Reimagining the world - A sermon for a Carol Service
And so this evening we have heard those familiar readings that are being heard in many a church this day not just in Devon or even Britain but across the continents of this globe.
And yet if we sink into nostalgia we do the story a disservice. for at every turn the story has challenged our all too comfortable views of ourselves and our world.
What do I mean by this? I think what strikes me about the story is that this world changing event, this Divine invasion of love, takes place away from the places of political, economic and religious power.
Indeed its beginnings are with the shame of a young teenage girl for whom even life itself is on the line. And with her is a man, a tradesman, whose self respect has surely been hit by the circumstances of the girl's pregnancy. They are just ordinary people who are bearing an extraordinary load.
And now from remote Nazareth, they have journeyed to the man's ancestral home down south in Bethlehem. And it is there possibly in a peasant family home - for the word kataluma often translated as inn, is elsewhere used by Luke to speak of a guest room - that Jesus is born.

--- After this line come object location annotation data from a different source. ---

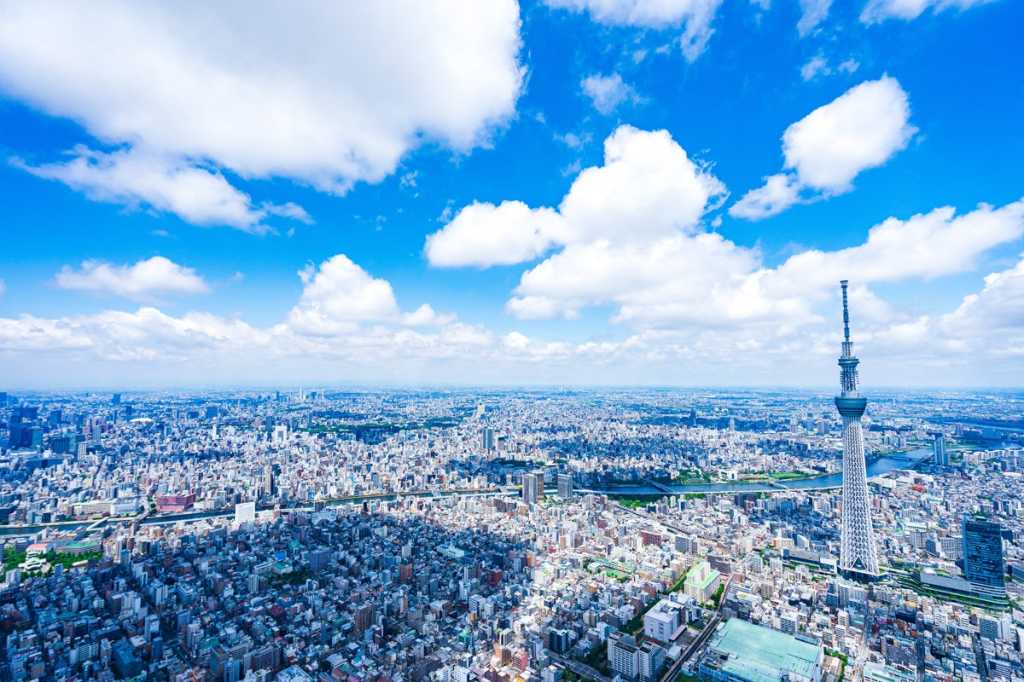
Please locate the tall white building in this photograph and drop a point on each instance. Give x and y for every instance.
(939, 451)
(532, 486)
(857, 555)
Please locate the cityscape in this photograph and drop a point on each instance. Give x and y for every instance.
(503, 535)
(512, 341)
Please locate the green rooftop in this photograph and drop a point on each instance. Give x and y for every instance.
(762, 654)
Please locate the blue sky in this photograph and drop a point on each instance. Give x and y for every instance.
(235, 198)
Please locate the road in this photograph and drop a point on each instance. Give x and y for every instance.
(701, 639)
(581, 669)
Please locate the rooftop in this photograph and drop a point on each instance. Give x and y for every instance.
(762, 654)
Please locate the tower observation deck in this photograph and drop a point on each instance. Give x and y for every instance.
(857, 555)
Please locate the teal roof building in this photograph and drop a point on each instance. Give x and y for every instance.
(741, 651)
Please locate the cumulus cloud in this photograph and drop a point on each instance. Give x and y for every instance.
(777, 194)
(327, 96)
(607, 92)
(818, 66)
(137, 179)
(647, 187)
(880, 10)
(338, 297)
(138, 282)
(484, 235)
(694, 16)
(812, 12)
(828, 147)
(740, 345)
(708, 280)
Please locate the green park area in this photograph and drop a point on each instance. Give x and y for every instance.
(12, 558)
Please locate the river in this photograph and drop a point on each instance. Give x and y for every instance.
(877, 467)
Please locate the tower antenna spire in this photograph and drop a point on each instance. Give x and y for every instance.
(846, 312)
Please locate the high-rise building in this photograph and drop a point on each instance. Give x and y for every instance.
(565, 486)
(857, 555)
(939, 453)
(532, 486)
(983, 563)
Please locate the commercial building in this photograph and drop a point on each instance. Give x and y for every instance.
(565, 486)
(532, 486)
(983, 563)
(741, 651)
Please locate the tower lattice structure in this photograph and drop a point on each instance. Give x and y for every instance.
(857, 554)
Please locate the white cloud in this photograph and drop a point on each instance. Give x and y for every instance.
(426, 315)
(484, 235)
(338, 295)
(849, 66)
(607, 92)
(136, 179)
(647, 187)
(139, 282)
(694, 15)
(327, 96)
(996, 309)
(812, 12)
(880, 10)
(818, 66)
(815, 66)
(340, 298)
(828, 147)
(705, 279)
(777, 194)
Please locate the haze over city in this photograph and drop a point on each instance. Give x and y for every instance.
(542, 341)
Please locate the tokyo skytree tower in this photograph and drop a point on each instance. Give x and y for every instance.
(857, 557)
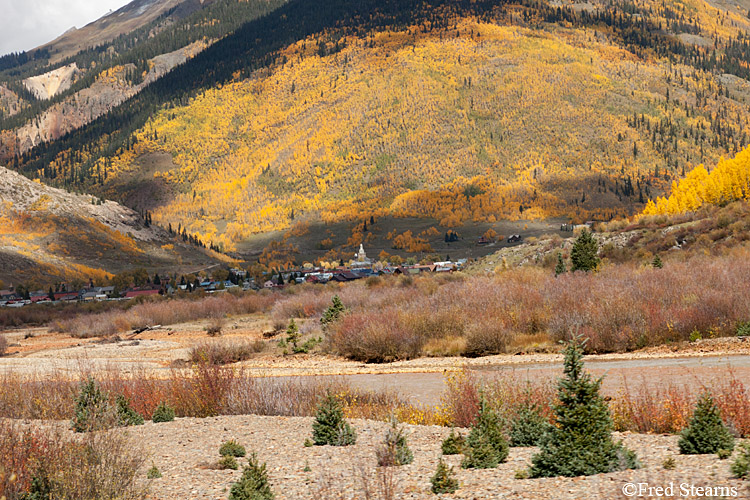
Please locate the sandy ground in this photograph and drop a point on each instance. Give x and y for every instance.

Now I believe that he is born with love all around him in good Palestinian tradition. But what of the visitors to whom we have been introduced by our scripture readings? Shepherds may in our eyes be honourable men. But this was in a culture in which they were the sort of people you kept your distance from. Every prejudice uttered today against travellers could have been utilised in those days against shepherds.
But should we be surprised? After all in her song, Mary had foretold a role reversal with the powerful being brought down and the powerless being lifted up, with the poor being fed and the rich sent empty away. A new order surely with this child welcomed by those often regarded as scum whilst the elite are conspicuous by their absence.
And then there's men from the east. Men of different ethnicity and different faith traditions, come to the Christ child whilst the Temple and Israel's King are conspicuous by their absence at least until the King feels threatened and responds with violence. See here there are no "No Go" areas. Christ has come for all peoples. He is the rebuke for those who would treat those who are other as lesser. He is to be revealed as Lord of all peoples rather than a tribal or national leader.
And then how does it leave us? The fourteenth century mystic Meister Eckhart wrote;
"We are all meant to be mothers of God for God is always needing to be born."
In other words, this story does not belong solely to the past but is also for us today. God made flesh in Bethlehem needs to be born in us so that we can see the world with new eyes, so that we can be enabled to reimagine both God's world and our place within it. For this story which refused to be conformed to the norms of Palestine two thousand years ago, is a living story which dares to call us to move from seeing that which we are and that which the world around us is, as the only way things can be. Instead we are called to imagine new ways of being and living.
And the power for that comes from the reality of God made flesh. Some years ago, Desmond Tutu said these words;
'Of course, there are times when you say, Oh God, we know you are in charge, why don't you make it slightly more obvious? But there was no question for us that the God we worshipped was a God who didn't give you good advice from a safe distance. When you went in a fiery furnace, God didn't just say it would be a good thing if you put on asbestos, protective clothing. Our God was Immanuel, coming into the fiery furnace. There is a wonderful story of the Jew who was taunted by the Nazi guards and made to clean out the toilets and stand in the filth while they said - where is your God now? And he says, "He is in the muck with me."
Now without doing that Jew the disservice of Christianising him, he was onto something very powerful, God with us. For as Christians we see that revealed in Jesus. So believing him to be present with us, we are called to let him be born in us today. And then with his help we can respond to the wonder of his coming by embarking on the journey of reimagining the world and our place within it.